Si eres de los que factura, el golpe te llega por todos lados. En el comercio al menudeo, compites contra tiendas que no incluyen el 16% de IVA en el precio. Una refacción de bicicleta que tú das con factura en $580, el informal la suelta en $500 en efectivo, y el cliente ve puro ahorro. En la industria alimentaria, la lonchería que paga IMSS a sus cocineras pelea contra la fonda de tres mesas donde todo mundo cobra en cash y no hay contrato. Tú absorbes un costo que tu competencia no tiene, y ese diferencial te come margen o te saca del mercado.

Para tus empleados, el impacto también es concreto: cuando ven que el seguro social les da citas cada tres meses y medicamentos caducos, prefieren ganar 200 pesos más libres que cotizar en un sistema que no les responde. Así, retener talento en la formalidad se vuelve cuesta arriba.
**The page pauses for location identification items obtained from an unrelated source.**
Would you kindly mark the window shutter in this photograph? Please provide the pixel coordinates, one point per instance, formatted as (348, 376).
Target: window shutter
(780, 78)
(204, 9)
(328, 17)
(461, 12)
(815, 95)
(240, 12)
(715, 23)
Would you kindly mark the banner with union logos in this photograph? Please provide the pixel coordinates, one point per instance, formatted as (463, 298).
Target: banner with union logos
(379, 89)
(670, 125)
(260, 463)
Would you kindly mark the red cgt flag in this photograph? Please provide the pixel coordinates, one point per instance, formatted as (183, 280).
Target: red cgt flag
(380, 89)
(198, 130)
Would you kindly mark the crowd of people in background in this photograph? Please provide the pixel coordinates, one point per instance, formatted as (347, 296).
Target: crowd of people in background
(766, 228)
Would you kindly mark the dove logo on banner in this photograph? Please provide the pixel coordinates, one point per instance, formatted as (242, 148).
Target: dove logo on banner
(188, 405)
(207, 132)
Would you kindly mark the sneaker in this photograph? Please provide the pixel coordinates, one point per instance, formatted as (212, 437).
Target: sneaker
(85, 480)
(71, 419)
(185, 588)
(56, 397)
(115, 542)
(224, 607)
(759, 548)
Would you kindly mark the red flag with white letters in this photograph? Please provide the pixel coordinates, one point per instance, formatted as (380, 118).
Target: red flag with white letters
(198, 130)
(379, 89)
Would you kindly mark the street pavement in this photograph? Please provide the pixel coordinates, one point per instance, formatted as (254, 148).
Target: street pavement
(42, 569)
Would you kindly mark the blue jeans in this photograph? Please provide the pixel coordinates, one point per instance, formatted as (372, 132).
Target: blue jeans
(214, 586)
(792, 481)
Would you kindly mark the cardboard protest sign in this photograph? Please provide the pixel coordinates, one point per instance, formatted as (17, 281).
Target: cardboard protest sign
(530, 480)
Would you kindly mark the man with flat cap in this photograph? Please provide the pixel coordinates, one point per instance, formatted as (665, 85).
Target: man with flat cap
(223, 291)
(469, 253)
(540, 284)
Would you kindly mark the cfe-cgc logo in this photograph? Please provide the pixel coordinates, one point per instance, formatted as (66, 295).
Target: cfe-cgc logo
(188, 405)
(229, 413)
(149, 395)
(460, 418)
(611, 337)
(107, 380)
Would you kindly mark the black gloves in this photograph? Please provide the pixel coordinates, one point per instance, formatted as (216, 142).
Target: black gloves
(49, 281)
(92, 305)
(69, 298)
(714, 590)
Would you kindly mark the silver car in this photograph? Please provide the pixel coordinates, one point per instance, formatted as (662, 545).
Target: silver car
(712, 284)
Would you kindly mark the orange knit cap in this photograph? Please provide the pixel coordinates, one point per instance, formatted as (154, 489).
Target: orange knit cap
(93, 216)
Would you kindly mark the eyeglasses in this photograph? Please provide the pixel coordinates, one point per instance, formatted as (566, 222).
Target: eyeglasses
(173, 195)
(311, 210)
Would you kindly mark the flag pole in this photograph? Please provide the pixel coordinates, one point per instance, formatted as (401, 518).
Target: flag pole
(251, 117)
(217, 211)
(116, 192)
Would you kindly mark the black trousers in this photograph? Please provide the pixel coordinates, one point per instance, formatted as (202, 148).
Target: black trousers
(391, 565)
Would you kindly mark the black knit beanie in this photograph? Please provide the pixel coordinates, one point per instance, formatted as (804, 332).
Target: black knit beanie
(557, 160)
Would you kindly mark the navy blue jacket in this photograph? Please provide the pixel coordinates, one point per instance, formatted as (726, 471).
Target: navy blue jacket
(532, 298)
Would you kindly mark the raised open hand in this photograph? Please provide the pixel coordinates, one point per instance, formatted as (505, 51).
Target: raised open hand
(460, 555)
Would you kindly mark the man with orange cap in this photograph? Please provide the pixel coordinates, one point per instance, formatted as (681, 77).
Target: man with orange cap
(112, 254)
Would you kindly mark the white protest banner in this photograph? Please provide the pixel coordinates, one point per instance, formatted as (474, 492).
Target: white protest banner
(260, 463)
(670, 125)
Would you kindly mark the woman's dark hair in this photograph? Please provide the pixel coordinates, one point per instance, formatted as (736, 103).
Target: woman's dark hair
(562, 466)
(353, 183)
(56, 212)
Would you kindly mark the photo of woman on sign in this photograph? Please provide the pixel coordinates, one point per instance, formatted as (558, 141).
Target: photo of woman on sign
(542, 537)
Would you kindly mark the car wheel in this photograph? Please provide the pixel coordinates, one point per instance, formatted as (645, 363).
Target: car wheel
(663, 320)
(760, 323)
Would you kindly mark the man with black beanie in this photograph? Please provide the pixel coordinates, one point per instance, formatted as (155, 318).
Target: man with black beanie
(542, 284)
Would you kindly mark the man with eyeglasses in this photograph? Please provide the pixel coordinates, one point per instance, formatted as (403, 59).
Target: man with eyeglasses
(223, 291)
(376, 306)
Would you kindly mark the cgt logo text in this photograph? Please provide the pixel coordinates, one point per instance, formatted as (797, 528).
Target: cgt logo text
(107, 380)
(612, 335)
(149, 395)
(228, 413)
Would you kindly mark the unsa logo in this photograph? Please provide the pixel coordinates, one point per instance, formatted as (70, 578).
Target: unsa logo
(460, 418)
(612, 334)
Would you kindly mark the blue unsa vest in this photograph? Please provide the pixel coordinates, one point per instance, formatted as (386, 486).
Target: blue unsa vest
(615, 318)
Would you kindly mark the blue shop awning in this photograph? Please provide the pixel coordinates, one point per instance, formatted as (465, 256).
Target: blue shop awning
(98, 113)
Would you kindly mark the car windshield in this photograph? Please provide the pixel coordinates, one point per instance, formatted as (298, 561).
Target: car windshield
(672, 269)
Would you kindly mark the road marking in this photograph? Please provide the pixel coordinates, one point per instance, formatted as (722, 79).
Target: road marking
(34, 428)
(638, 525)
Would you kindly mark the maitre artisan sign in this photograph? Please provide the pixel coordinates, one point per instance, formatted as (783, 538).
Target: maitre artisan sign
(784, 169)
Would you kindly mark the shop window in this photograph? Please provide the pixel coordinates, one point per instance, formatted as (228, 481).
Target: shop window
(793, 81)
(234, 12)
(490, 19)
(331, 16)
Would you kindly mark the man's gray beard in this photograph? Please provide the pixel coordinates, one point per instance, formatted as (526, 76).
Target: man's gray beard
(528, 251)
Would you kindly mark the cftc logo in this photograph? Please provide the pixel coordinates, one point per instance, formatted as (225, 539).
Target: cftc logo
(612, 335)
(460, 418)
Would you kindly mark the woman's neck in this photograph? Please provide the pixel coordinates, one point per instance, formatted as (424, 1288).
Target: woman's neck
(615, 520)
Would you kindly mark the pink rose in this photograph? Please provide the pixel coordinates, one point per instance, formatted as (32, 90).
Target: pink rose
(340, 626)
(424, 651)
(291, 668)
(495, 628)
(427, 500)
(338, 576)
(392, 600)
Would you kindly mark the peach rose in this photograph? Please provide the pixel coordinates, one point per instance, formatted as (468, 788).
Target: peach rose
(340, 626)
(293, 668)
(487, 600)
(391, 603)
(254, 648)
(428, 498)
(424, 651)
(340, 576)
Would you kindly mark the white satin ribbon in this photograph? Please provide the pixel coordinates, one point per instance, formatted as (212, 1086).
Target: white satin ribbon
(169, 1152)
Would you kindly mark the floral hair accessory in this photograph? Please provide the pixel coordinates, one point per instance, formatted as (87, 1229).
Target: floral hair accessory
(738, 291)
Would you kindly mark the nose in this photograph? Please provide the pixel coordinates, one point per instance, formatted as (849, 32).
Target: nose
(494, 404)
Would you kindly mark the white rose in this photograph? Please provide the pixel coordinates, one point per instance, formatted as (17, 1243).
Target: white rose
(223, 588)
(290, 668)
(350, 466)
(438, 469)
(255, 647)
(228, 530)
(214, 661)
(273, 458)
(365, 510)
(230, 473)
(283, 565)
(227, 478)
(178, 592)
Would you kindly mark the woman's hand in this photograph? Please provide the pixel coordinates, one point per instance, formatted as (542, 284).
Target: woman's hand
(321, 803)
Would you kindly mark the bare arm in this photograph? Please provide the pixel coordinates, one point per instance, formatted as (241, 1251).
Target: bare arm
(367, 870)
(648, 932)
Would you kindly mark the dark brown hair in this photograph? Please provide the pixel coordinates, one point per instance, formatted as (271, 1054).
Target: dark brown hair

Y como sociedad, mientras la base de contribuyentes sea pequeña, los que sí pagan terminan cargando con impuestos más altos y servicios más precarios, un círculo vicioso que expulsa a más negocios hacia la informalidad.

Qué puedes hacer

  1. Pon en regla toda tu cadena de suministro. Exige factura electrónica a cada proveedor, desde el que te vende el cartón hasta el del servicio de limpieza. Si construyes sobre cimientos grises, tarde o temprano tu estructura formal se agrieta y, cuando llegue una revisión, el problema será todo tuyo.
  2. Compite donde el informal no llega. Ofrece garantías por escrito, facturas que tus clientes empresariales puedan deducir (eso para ellos es un descuento real del 30% vía ISR) y atención postventa profesional. La informalidad suele ganar en precio, pero pierde en confianza; haz de la formalidad tu sello de seriedad.
  3. Digitalízate para bajar tu costo de operar formal. Un punto de venta sencillo que emita factura electrónica, un sistema de nómina en línea que calcule IMSS e ISR automáticamente, o una app de contabilidad de $300 pesos al mes, te ahorran horas de papeleo y reducen el “costo oculto” de estar en regla. Si ser formal te resulta menos complicado, es más fácil seguir siéndolo.
  4. Usa el régimen que te conviene y exige mejoras. Si eres persona física con ingresos menores a 3.5 millones al año, el RESICO (Régimen Simplificado de Confianza) te permite pagar ISR a tasas del 1% al 2.5% sobre facturación, sin deducciones complejas. Y a través de tu cámara empresarial, presiona para que algún día exista una cuota social de verdad accesible para la microempresa — porque mientras el Infonavit te cueste el 5% de la nómina y dé créditos impagables, la informalidad seguirá siendo el refugio de millones.

Perspectiva Chidonomics

El 55.6% de los ocupados en México son informales (ENOE, INEGI, primer trimestre de 2025). Y la economía informal genera aproximadamente el 24.5% del PIB nacional. No es un escape fiscal de pícaros: es el costo de un Estado que cobra impuestos de primer mundo a cambio de servicios de quinto, y donde la única ventaja real de ser formal muchas veces se reduce a “poder dormir un poco más tranquilo”. Mientras no se simplifiquen las reglas y se ponga un piso de servicios públicos que valga la pena, la informalidad no será el problema: será la solución de supervivencia de la mitad del país.